でも時代が変わったのに、『指導者が変わることができていない』と思えるような光景が、野球のグラウンドにはまだまだあるように思います。ですから、都筑中央を卒業して高校でも野球を続ける子どもたちには『(進学した高校の野球部で)理不尽と思うような練習、指導があるかもしれないが、今の時代でもそういった指導をする人もいるよ』という話しはするようにしています」。
取材をした小学部の子どもたちは、前田会長の事を「優しい」「面白い」と口を揃える。
練習取材中にたとえばこんなシーンがあった。
前田会長が内野ノックをしている時(この日は大須賀監督が不在のため前田会長自らがノックを行った)、ファーストに打った比較的イージーなゴロに子どもが追いつけずに後逸した。次の瞬間、前田会長はファーストの子に笑い混じりで励ますようにこう言った。
「おーい、○○ちゃーん!手を伸ばそうよー。捕れるよ捕れるよー!」
言われた子どもは、ちょっとはにかんだ表情を浮かべると、すぐに元気良く次のボールに食らいついていた。そこには「萎縮」という言葉とは正反対の、「のびのび」とした子どもの姿があった。
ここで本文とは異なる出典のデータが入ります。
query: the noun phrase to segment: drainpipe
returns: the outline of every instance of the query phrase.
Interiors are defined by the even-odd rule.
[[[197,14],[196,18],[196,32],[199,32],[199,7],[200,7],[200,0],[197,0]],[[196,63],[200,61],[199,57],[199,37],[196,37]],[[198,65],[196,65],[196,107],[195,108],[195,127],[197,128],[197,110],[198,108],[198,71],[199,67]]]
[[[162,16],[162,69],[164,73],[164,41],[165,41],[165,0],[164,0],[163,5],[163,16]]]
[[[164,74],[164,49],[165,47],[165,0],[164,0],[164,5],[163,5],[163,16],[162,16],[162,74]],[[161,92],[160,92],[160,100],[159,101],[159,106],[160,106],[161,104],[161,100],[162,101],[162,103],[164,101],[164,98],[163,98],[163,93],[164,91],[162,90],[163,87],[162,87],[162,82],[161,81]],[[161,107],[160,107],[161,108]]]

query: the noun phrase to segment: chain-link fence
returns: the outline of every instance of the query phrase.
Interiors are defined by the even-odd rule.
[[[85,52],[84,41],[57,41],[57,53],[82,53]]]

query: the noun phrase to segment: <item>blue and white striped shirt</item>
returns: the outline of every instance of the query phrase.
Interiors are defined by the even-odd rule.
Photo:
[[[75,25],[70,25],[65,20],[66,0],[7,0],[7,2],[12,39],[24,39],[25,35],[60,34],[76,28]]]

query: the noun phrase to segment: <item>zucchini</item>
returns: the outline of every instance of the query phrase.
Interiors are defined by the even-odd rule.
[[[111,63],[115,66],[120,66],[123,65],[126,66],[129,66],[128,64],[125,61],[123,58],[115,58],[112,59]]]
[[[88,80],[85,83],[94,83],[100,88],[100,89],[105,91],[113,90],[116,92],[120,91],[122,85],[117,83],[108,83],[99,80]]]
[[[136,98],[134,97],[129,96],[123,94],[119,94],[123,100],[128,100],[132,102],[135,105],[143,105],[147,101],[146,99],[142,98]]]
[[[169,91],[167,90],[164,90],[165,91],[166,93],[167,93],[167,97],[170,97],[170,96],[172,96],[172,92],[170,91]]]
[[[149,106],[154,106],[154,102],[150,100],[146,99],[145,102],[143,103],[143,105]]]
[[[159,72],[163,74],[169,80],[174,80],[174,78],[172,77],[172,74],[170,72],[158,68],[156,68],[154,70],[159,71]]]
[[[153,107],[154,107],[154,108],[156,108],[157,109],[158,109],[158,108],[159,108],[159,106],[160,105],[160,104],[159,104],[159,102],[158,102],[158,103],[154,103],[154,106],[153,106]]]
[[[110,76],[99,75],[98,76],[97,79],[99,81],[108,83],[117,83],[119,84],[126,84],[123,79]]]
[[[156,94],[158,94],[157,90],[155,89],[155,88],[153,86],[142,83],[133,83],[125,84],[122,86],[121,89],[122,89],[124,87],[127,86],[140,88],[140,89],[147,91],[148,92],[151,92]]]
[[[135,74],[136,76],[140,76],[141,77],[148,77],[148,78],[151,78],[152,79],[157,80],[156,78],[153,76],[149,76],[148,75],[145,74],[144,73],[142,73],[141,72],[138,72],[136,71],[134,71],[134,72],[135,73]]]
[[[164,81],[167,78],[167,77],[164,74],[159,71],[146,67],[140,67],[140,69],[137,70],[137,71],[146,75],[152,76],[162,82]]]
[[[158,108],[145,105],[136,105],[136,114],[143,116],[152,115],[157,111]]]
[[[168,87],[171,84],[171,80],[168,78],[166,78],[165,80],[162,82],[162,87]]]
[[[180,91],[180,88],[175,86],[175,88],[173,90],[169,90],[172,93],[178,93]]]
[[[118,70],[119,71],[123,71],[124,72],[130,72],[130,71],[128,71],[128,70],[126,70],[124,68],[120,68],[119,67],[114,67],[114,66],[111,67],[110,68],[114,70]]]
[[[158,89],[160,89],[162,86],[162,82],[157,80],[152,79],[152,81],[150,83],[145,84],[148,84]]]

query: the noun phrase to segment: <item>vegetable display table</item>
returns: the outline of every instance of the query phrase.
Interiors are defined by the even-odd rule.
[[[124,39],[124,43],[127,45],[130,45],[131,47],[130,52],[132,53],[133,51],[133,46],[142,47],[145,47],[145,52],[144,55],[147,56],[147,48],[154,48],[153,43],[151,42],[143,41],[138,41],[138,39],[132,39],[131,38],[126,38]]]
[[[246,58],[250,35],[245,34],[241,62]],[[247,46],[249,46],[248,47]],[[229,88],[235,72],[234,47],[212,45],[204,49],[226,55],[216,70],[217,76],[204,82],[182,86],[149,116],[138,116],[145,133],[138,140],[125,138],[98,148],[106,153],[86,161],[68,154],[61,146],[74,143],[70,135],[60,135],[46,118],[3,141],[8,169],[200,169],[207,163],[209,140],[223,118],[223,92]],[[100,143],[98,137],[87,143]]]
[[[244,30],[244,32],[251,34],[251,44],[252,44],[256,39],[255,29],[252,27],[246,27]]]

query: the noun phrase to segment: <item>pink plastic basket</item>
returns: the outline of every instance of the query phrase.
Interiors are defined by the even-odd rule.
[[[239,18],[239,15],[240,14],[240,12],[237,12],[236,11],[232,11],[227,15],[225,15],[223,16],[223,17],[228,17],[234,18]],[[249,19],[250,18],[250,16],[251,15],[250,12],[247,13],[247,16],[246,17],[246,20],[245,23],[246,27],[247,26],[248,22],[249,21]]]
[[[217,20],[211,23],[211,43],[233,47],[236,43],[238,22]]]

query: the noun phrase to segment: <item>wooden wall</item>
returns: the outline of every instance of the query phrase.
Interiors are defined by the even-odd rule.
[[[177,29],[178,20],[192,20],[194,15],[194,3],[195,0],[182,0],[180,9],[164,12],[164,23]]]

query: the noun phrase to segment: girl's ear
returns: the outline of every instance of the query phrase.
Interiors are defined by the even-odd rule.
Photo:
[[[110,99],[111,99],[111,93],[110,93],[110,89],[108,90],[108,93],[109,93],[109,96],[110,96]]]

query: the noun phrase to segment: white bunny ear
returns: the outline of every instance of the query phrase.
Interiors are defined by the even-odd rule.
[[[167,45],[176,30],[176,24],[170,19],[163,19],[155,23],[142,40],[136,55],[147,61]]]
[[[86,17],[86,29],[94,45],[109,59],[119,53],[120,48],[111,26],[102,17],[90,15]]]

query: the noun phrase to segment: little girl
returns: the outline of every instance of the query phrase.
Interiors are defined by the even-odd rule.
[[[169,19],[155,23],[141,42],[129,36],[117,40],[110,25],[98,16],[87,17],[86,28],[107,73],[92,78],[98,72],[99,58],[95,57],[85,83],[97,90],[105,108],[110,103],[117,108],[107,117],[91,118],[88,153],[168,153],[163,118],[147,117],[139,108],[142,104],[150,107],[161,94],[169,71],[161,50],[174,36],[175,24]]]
前田会長のノックを見ていてもう一つ気がついた点があった。それは子どもたちに対して命令口調を使わないということだ。
「捕れ」「やれ」「打て」と命令口調で子どもたちに接する指導者も多いと思うが、前田会長は「〇〇をやろう!」「○○本打とう!」と子どもたちに対して上からものを言わない。何気ない光景だったが「子どもたちの目線に合わせた指導」を垣間見た思いがした。
「子どもたちを指導する上で決して怒らないようにしています。子どもたちの目線に合わせて、指導者が目線を子どもの目線に下げることが大事だと思います。でも注意すべき点は注意します。やるべきことをやらないと、周りから置いてかれてしまうよと説明します。僕の場合は優しいから、今日はちょっと緩んでいるのかもしれませんけどね(笑)」。
お子さんをチームに預ける親御さんと、練習に励む子どもたちの目的はシンプルだ。
「野球がうまくなりたい」
至極当然ともいえる、その目的を達成するための環境が、この小さな都筑中央ボーイズのグラウンドにはあるように思えた。